Ein schöner Raum für Hoffnung

Comic | Tommi Musturi: Das Handbuch Der Hoffnung

Vor ein paar Jahren war Tommi Musturi noch ›Unterwegs Mit Samuel‹. Nun liegt hierzulande ein weiterer Comic von ihm vor: ›Das Handbuch der Hoffnung‹, ein schmuckes Kleinod, das seinen unaufgeregten Existenzialismus ernst nimmt und vor eine wunderschöne Kulisse stellt.
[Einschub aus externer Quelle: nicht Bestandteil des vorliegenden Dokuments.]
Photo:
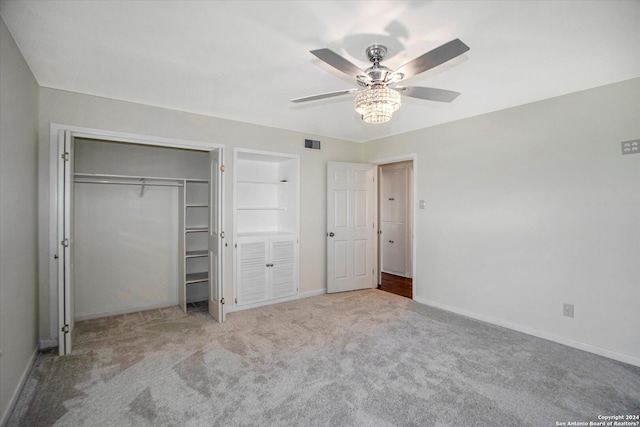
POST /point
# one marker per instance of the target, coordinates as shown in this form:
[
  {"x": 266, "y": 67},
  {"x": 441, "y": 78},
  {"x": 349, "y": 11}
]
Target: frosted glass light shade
[{"x": 377, "y": 104}]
Von CHRISTIAN NEUBERT

Hoffnung»Kalsarikännit« – das ist das finnische Wort für »sich alleine zu Hause betrinken«. Alkohol scheint zwar nicht die Sache von der alternden Hauptfigur in Tommi Musturis neuem Comic zu sein. Aber die Unterhose ist schon eines der Kleidungsstücke seiner Wahl, wenn er zu Hause übers Leben nachsinnt. Irgendetwas hat er verloren in den letzten Jahren, vielleicht hat er es auch nie gefunden. Gründlich studiert er die Todesanzeigen, »Mann, fühl ich mich leer«, fällt ihm dazu ein. »Bring den Müll raus«, sagt seine Frau. Man bekommt sie selten zu sehen im ›Handbuch der Hoffnung‹, aber sie ist für ihn da. Dank ihr fällt warmes Licht aus den Fenstern ihres gemeinsamen Hauses. Auch dann, wenn ihm das Gefühl beschleicht, die Welt wird ihm fremd und er sich selbst noch fremder. Schließlich kann sie ihn mit der simplen Erkenntnis beruhigen, dass das manchmal so ist. Außerdem hat sie einen Platz gefunden, wo es gute Preiselbeeren gibt.
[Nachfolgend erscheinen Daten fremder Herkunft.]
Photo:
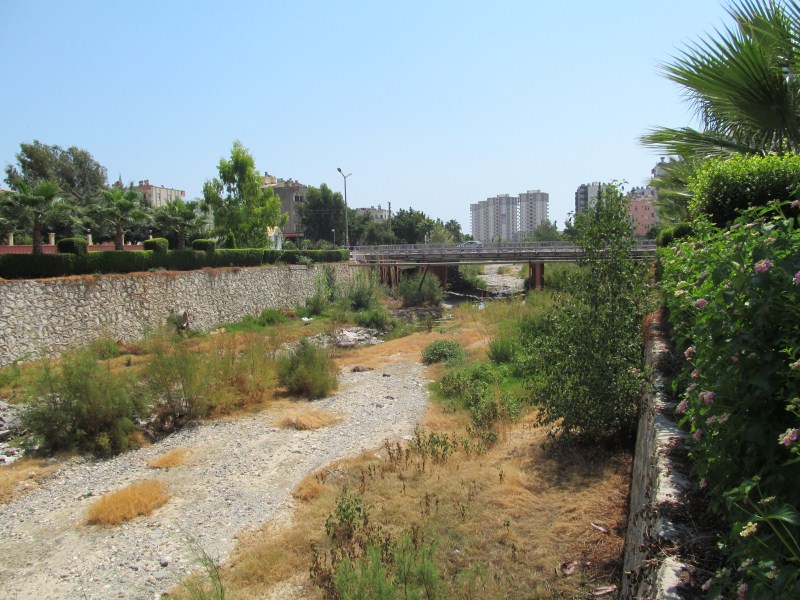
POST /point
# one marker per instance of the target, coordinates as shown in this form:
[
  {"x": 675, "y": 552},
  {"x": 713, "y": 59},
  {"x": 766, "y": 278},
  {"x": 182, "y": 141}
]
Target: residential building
[
  {"x": 376, "y": 214},
  {"x": 585, "y": 196},
  {"x": 157, "y": 195},
  {"x": 642, "y": 208},
  {"x": 533, "y": 211},
  {"x": 495, "y": 218},
  {"x": 292, "y": 193}
]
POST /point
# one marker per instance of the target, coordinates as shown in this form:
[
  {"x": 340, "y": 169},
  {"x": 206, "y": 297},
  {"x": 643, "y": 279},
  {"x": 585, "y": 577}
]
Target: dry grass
[
  {"x": 20, "y": 477},
  {"x": 304, "y": 420},
  {"x": 136, "y": 500},
  {"x": 173, "y": 458}
]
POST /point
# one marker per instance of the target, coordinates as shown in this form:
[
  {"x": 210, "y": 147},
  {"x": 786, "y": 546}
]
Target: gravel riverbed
[{"x": 240, "y": 474}]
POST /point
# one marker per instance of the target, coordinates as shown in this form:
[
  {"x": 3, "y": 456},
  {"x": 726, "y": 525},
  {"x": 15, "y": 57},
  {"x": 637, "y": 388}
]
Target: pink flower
[
  {"x": 707, "y": 397},
  {"x": 789, "y": 436},
  {"x": 763, "y": 266},
  {"x": 742, "y": 591}
]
Die unerträgliche Leichtigkeit des …

Es gibt viele Momente, in denen er seinen Arsch nicht hoch kriegt. Dann weiß er nicht wohin, träumt sich nicht mal mehr in seine Vergangenheit oder in wildere westlichere Gefilde hinein. Nicht mehr dahin, wo Männer vor klar formulierte Aufgaben gestellt werden, die sie zu Helden machen. Öfter noch aber streift er durch Wald und Flur, sich selbst mit existenzialistischen Fragen löchernd. Trotz der Schwere der Gedanken ist der Comic eher meditativ als reflexiv. Da kann ein Spielzeugboot kentern, sich ein atomarer Supergau ereignen, der Tod einem gegenüber am Pokertisch sitzen oder schlicht und ergreifend die Welt untergehen: ›Das Handbuch der Hoffnung‹ ist eine kontemplative Erfahrung.

Abb: Avant
Abb: Avant
Einsichten offenbaren sich zwar auch in den streng mit vier mal zwei Panels gelayouteten querformatigen Seiten eher unspektakulär und wie im nebenher. Die Zeichnungen und ihre kräftige Kolorierung sind allerdings schon kleine Spektakel. Den reduzierten, klar umrissenen Figuren – oder besser: Der Figur, in den allermeisten Fällen sieht man nur den alten Mann – und den bei aller Vereinfachung sehr nuanciert gestalteten Hintergründen begegnet Musturi mit einer reichen Farbpalette. Der finnische Künstler macht allein schon durch seine Bilder deutlich, dass das, was seinem Helden trist und grau erscheint, voller bunter Details steckt – und dass es sich lohnt, sich in diesen zu verlieren, bevor man sich selbst verliert.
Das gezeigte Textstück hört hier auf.